The overall accuracy of the system in mapping the three CAP Category 1 quality measures for prostate cancer (98.7%) shows promise for the use of automated extraction methods to facilitate prostate cancer surgical outcomes assessment. The use of regular expressions proved effective for extracting both TNM stage (99.1%) and Gleason score (99.7%). Performance in extracting these two quality measures also shows the significance of physicians' use of documentation standards to support automated quality measure extraction. Performance in the extraction and classification of margin sentences was also strong (97.2%), despite the lack of standards governing its format. The results of this study show that the described technique is capable of quickly and accurately determining important outcomes-related information including the number of prostate cancer surgery patients whose surgeries resulted in a positive surgical margin, the number and percentage of each surgeon's cases that resulted in a positive surgical margin, as well as the histological and staging characteristics of the cancers of treated patients. These results also indicate the potential to use these techniques to quickly identify the degree of adherence to prostate cancer–related pathology documentation requirements, recently cited as a measure of the quality of care delivered by the IOM's Committee on Assessing Improvements in Cancer Care 34 and an important component of accreditation by American College of Surgeons Commission on Cancer. 35 Equally important, the exclusion of any manual preprocessing in this study indicates that these measures can be gathered within minutes, given access to a collection of electronically formatted pathology reports, with minimal effects of poor data quality on the results produced.

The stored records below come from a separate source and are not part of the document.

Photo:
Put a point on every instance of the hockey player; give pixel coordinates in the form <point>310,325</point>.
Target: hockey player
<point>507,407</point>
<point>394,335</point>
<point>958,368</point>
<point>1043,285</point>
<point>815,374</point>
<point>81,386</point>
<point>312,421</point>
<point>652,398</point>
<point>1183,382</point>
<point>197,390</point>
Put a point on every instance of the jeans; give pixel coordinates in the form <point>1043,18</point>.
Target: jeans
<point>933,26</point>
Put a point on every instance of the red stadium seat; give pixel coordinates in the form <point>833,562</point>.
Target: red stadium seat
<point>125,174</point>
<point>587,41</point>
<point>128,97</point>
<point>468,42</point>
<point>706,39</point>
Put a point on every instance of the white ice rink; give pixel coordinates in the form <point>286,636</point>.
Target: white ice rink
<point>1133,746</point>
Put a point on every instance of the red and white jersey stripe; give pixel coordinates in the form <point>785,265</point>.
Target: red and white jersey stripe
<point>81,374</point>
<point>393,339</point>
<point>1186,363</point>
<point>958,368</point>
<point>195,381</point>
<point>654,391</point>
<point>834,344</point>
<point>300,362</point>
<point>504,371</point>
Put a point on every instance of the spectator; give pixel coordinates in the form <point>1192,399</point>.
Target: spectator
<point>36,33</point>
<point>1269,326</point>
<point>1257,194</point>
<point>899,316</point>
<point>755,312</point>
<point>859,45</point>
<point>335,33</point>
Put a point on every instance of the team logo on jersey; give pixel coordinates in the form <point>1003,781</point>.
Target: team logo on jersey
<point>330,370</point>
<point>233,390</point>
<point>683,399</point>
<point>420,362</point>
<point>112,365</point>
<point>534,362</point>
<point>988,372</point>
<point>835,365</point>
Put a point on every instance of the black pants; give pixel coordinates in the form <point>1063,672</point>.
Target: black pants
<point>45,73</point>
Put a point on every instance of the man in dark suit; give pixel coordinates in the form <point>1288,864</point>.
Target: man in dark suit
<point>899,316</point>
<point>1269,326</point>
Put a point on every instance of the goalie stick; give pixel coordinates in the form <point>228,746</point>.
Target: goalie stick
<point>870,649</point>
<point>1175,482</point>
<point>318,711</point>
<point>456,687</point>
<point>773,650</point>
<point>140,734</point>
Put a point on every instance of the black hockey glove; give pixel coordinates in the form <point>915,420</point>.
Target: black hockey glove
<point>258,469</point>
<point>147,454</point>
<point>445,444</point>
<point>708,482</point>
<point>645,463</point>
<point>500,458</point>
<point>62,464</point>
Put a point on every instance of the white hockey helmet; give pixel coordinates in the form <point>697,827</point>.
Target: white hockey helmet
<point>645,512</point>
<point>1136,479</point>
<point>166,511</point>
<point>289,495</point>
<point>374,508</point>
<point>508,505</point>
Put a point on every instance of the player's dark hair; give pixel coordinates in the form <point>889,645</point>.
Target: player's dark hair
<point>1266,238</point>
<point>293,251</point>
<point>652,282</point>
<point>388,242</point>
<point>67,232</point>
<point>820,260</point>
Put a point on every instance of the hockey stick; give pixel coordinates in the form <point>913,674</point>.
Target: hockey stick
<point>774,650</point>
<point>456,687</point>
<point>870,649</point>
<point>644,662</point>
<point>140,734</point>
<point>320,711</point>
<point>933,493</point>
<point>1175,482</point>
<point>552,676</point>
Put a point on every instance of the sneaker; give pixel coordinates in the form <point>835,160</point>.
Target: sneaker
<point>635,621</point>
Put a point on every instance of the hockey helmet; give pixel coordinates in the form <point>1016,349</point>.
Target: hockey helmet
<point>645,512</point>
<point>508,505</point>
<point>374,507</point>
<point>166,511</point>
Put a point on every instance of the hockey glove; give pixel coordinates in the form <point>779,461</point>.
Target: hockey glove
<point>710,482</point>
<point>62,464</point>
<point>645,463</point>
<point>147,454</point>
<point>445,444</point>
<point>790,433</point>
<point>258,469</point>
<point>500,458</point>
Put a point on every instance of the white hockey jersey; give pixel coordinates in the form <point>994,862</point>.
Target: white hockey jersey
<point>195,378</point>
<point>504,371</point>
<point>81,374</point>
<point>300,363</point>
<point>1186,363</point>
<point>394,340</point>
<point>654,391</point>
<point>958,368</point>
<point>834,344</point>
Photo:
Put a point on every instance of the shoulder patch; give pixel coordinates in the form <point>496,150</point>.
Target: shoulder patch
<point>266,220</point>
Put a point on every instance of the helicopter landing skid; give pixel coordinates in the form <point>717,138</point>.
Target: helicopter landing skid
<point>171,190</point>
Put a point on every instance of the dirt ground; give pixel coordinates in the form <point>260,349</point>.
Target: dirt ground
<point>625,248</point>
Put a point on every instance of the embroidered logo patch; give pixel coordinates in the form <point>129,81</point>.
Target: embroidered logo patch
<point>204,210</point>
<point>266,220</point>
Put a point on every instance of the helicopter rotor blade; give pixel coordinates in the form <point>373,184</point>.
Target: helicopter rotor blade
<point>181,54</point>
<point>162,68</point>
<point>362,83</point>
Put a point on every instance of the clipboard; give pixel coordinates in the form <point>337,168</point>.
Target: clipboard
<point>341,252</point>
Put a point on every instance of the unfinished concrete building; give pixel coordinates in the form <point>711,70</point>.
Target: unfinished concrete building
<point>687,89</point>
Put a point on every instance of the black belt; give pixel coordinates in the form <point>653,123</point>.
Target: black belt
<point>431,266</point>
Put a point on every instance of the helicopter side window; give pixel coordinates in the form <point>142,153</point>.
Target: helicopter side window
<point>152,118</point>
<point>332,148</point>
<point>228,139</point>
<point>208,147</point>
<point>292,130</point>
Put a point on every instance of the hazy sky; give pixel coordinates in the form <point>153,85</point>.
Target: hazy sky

There were some differences in system performance in extracting quality measures between UCLA and BWH reports. It was originally hypothesized that the performance on the UCLA collection would be stronger because of the inclusion of a semistructured Microscopic Examination section. However, classification of positive surgical margins from UCLA reports had a sensitivity of 91.95% versus 97.14% for BWH. On closer inspection of the seven missed UCLA positive margins responsible for this difference, only one was the fault of failure of the algorithm to extract the sentence containing the information; in the six other cases, the sentences were successfully extracted, but falsely classified as negative. This result was likely caused by insufficient training of the SVM classifier. Of the 851 sentences used to train the model, only 130 of the sentences were positive surgical margin sentences. Although the two institutions were equally represented in the training set, UCLA was discovered to have twice as many positive margin cases in the gold standard sample. Further, two of the seven misclassifications of margin status were discovered to have originated from a pathologist who dictated a total of five of the reports in the sample. All five of this pathologist's reports were created on a template that represented margin status in a format different than the other doctors at UCLA. Rather than feature one line with the margin status result coupled with the location (e.g., “surgical margins: positive at apex”), this pathologist featured one entry for each of the margin locations (e.g., “apical margin: positive”). This variation in the descriptions of positive surgical margins in UCLA reports was not significantly represented in the training set. Updating the classifier with more examples of positive surgical margins should increase its performance. Training the classifier to recognize cases in which the pathologist makes explicit reference to not being able to determine the margin status will be a greater challenge because only three of the 676 cases in the sample featured such a reference. Prevalence of this diagnosis should be analyzed in a larger sample to determine the clinical significance and technical feasibility of automatically extracting this result.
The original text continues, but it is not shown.